Caminé a tientas. A los cinco pasos hallé una muralla de hierro hecha con planchas atornilladas. Después, al volverme, tropecé con una mesa de madera, cerca de la cual estaban ordenados algunos banquillos. El piso de aquella cárcel estaba cubierto con una gruesa estera de phormium17 que ahogaba el ruido de nuestros pasos. Las paredes lisas no descubrían huella alguna de puerta ni ventana. Conseil, dando una vuelta en sentido inverso, se unió a mí, y volvimos al medio de aquella cámara, que tendría unos veinte pies de largo por diez de ancho. En cuanto a su elevación, Ned Land, a pesar de su estatura, no pudo medirla.

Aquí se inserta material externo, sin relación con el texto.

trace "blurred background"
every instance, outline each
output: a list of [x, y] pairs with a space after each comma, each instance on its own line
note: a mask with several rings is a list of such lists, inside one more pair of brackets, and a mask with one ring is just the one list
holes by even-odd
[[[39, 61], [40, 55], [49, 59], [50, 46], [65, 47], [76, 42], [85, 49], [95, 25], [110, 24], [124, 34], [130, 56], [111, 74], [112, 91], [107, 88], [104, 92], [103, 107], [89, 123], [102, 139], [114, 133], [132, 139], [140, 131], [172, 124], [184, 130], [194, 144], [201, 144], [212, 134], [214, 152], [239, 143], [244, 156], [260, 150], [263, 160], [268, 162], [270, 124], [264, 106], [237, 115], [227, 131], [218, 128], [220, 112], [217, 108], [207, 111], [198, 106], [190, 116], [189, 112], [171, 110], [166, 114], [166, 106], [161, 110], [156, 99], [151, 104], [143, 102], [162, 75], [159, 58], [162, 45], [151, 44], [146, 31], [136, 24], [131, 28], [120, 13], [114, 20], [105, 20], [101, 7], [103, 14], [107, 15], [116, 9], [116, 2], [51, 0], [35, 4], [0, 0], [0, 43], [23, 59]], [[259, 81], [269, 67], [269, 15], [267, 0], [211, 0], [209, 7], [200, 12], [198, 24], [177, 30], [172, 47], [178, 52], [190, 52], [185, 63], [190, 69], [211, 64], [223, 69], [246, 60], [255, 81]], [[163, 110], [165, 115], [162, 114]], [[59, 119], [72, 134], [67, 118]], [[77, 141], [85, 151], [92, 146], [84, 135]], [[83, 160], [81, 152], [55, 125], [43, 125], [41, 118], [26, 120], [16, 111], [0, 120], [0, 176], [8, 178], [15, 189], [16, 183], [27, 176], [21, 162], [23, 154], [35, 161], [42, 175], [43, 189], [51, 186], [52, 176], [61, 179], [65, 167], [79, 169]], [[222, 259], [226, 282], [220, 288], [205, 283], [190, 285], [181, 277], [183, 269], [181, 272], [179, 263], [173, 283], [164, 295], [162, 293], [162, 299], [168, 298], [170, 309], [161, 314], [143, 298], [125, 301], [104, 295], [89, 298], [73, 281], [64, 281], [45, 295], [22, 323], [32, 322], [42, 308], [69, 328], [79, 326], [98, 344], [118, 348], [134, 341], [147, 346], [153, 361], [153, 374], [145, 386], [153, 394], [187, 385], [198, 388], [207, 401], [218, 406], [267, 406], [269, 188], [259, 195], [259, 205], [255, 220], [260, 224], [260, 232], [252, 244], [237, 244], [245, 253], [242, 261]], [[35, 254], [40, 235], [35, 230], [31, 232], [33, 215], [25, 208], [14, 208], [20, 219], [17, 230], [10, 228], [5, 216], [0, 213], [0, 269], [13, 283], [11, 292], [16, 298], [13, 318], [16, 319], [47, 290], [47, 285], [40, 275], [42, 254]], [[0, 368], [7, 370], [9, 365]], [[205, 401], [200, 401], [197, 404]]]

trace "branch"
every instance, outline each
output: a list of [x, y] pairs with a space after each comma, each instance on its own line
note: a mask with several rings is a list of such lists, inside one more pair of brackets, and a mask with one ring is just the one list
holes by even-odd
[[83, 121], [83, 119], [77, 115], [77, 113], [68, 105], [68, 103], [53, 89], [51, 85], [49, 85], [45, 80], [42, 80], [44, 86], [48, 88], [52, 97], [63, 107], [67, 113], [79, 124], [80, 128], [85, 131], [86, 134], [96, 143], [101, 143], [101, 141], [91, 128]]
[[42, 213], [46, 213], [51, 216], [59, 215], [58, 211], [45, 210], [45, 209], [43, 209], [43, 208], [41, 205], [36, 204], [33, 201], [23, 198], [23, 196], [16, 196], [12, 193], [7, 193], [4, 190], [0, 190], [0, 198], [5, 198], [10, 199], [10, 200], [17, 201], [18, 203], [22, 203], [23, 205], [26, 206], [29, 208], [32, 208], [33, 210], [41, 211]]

El primero de estos bandidos que me ponga la mano...

Había trascurrido ya media hora sin que la situación se modificase, cuando súbitamente nuestros ojos pasaron de la extrema oscuridad a la luz más violenta. Nuestra cárcel se llenó de una materia luminosa tan viva, que no pude resistir de pronto su fulgor. Por su blancura e intensidad reconocí aquel alumbrado eléctrico que producía alrededor del barco submarino el magnífico fenómeno de fosforescencia que habíamos observado. Después de haber cerrado los ojos involuntariamente, los volví a abrir, y noté que el agente luminoso brotaba de un semiglobo deslustrado que sobresalía en la parte superior de la cámara.

—¡Por fin, ya se ve claro! —exclamó Ned Land, que con el cuchillo en mano se mantenía a la defensiva.

—Sí —respondí aventurando una antítesis—; pero la situación sigue siendo oscura.

—Tenga el señor paciencia —dijo el impasible Conseil.

La súbita iluminación de la cámara me había permitido examinar sus menores detalles. No contenía más que la mesa y cinco banquillos. La puerta, invisible, debía de estar herméticamente cerrada. Ningún ruido llegaba a nuestros oídos. Todo parecía muerto en el interior de aquel barco. ¿Seguía navegando? ¿Se mantenía en la superficie del océa­no? ¿Penetraba en sus profundidades? No podía saberlo.

Pero el globo luminoso no se había encendido sin algún motivo. Yo esperaba, pues, que los tripulantes no tardarían en manifestarse. Cuando se quiere olvidar a los encerrados, no se alumbra el encierro.

No me equivocaba. Percibimos un ruido de cerrojos; la puerta se abrió, y aparecieron dos hombres.

El uno era de corta estatura, pero de músculos vigorosos, ancho de espaldas, robusto de miembros, de cabeza fuerte, cabellera abundante y negra, bigote poblado, mirada viva y penetrante, y en toda su persona se hallaba impresa aquella viveza meridional que caracteriza en Francia a las poblaciones provenzales. Diderot ha pretendido, con razón, que el ademán del hombre es metafórico. Aquel hombrecillo era ciertamente la demostración viva de esta verdad. Se comprendía que, en su lengua habitual, debía prodigar prosopopeyas, metonimias e hipálages; pero no tuve ocasión de comprobarlo, porque delante de mí empleaba un idioma singular y absolutamente incomprensible.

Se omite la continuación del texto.